Annual Inflation Rate Increased to 34.7% in May on Food Prices

Monday, 13 June 2011

The annual rate of inflation in Ethiopia rose to 34.7 percent in May from 25.6 percent in April as food prices climbed, the Central Statistical Agency (CSA) said today.

Food prices increased 41 percent in the year, compared with a 32.2 percent increase in April, it said.

According to IMF, one of the major causes of inflation in Ethiopia is "excessive" growth in the supply of money, which expanded 35 percent at the end of March. The IMF had previously predicted an increase of 22 percent in money supply in the current fiscal year.

The government, however, says that high international prices of commodity are responsible for the increase in inflation. Global food prices hiked in nine of the last 11 months, reaching a record in February, amid decreasing grain supplies and rising demand, according to the United Nations.

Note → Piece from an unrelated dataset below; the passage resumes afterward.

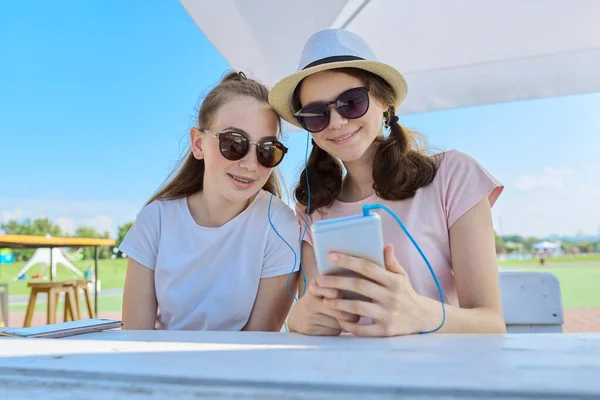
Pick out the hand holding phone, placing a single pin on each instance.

The price of oil has hiked due to unrest in the Middle East, but after the region stabilizes, prices in Ethiopia will drop, Hailemariam Desalegn, Deputy Prime Minister said on June.

The negative real interest rates that have resulted from rising inflation are discouraging a necessary boost to Ethiopia's national savings rate, the country director of the World Bank in Ethiopia, Ken Ohashi, said on June 7.

Ethiopia may find it difficult to sustainably finance its five year growth plan unless it increases its savings from the current official rate of 5 percent of gross domestic product, Ohashi said.

The IMF predicted on May 31 that Ethiopia’s growth rate might fallfrom 7.5 this year to 6 percent in the fiscal year to July 7, 2012, partly due to inflation. The government's forecast for the current fiscal year is 11.4 percent. However, Hailemariam said that the government would achieve its growth targets, Hailemariam said.